With significant potential value to be gained from IoT, organizations recognize that they need to act now and start assimilating how they can benefit from it. According to a global survey by IDC, 72% of healthcare respondents, 67% of transportation respondents, and 66% of manufacturing respondents called the IoT transformative.
Where will the Transformations Occur?
The immediate impact will be on increased efficiency and improved asset utilization. IoT will help enterprises move toward new business models – as outcome-based and enable new revenue streams through data-driven services.
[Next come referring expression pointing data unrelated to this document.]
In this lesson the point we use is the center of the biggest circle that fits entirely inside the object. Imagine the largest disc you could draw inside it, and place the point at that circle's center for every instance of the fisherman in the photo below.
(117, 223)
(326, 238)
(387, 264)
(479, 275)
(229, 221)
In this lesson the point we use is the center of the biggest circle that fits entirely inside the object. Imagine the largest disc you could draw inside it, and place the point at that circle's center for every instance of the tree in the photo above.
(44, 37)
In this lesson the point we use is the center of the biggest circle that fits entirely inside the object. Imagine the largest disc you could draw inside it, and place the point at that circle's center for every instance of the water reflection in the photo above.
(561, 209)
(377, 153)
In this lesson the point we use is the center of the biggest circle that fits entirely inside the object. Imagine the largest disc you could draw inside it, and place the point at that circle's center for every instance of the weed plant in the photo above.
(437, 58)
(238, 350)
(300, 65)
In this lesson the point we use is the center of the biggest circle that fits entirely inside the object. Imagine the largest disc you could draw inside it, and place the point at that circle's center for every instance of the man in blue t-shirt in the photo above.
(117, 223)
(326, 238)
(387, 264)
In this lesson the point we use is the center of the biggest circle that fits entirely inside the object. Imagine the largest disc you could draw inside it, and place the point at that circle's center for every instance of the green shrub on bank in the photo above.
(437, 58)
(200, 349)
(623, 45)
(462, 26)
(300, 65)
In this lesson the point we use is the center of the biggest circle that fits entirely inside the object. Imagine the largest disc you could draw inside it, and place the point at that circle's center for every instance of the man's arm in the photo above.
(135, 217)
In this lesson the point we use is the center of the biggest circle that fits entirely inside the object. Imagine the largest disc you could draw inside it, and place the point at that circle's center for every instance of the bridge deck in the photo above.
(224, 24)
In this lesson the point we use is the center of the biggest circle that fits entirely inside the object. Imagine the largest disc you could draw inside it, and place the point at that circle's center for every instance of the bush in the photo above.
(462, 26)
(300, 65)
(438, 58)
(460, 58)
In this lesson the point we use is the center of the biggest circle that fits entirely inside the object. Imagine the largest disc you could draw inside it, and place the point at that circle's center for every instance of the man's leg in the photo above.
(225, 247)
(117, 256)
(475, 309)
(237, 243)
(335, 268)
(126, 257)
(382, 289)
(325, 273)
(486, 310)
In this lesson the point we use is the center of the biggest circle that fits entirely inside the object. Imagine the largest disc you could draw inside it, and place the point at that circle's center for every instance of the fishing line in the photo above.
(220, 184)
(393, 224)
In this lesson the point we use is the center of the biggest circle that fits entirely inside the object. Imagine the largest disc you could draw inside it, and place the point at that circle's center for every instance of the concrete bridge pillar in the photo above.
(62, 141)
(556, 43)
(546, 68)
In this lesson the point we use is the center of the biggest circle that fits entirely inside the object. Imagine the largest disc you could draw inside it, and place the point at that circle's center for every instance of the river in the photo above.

From manufacturers to utilities, oil and & gas to transportation, aerospace and defense to semiconductors the ability to have them being “intelligent assets” provides a huge opportunity to optimize activities right across the organization, from maintenance scheduling or repair avoidance to energy consumption, asset utilization, reduce mean time to value and start a whole gamut of new offerings and services, which cuts across not just functional silos of one company but starts traversing the value chain.
For instance, in one early adoption through connecting one of the consumable replenishments to the cloud, a major office automation player was able to improve revenues in the first year itself by more than $ 100 M by giving their sales and channel proactive alerts. Similarly, Healthcare industry studies have shown that continuous tracking of patients’ health through remote monitoring can reduce readmission of a patient by nearly 45%. With increased proliferation of smart devices across, and then the ability to leverage the information to create a transformative impact on business processes and people practices will have far-reaching economics and business impacts.
Realizing the full value of IoT
The true transformational value of IoT cannot be realized if we just light up dark assets (or make them intelligent). The connected things need to be at the center of a value cycle, which involves generating data from the things, optimizing processes to change people’s actions thereby improving productivity. For example, for an airline manufacturer, enabling the engine to transmit live data, such as vibration level, temperature, spare parts’ maintenance history, etc., can optimize the MRO (Maintenance, Repair, and Overhaul) processes to orchestrate right spare parts and the right people at the right time. Thus the cycle of things to things (transmitting data), things to people (dashboards) and people to things (triggers/actions to be taken) needs to be enabled to realize the full potential of IoT in the future. There are of course situations where the final action is also a thing to thing thus eliminating human intervention.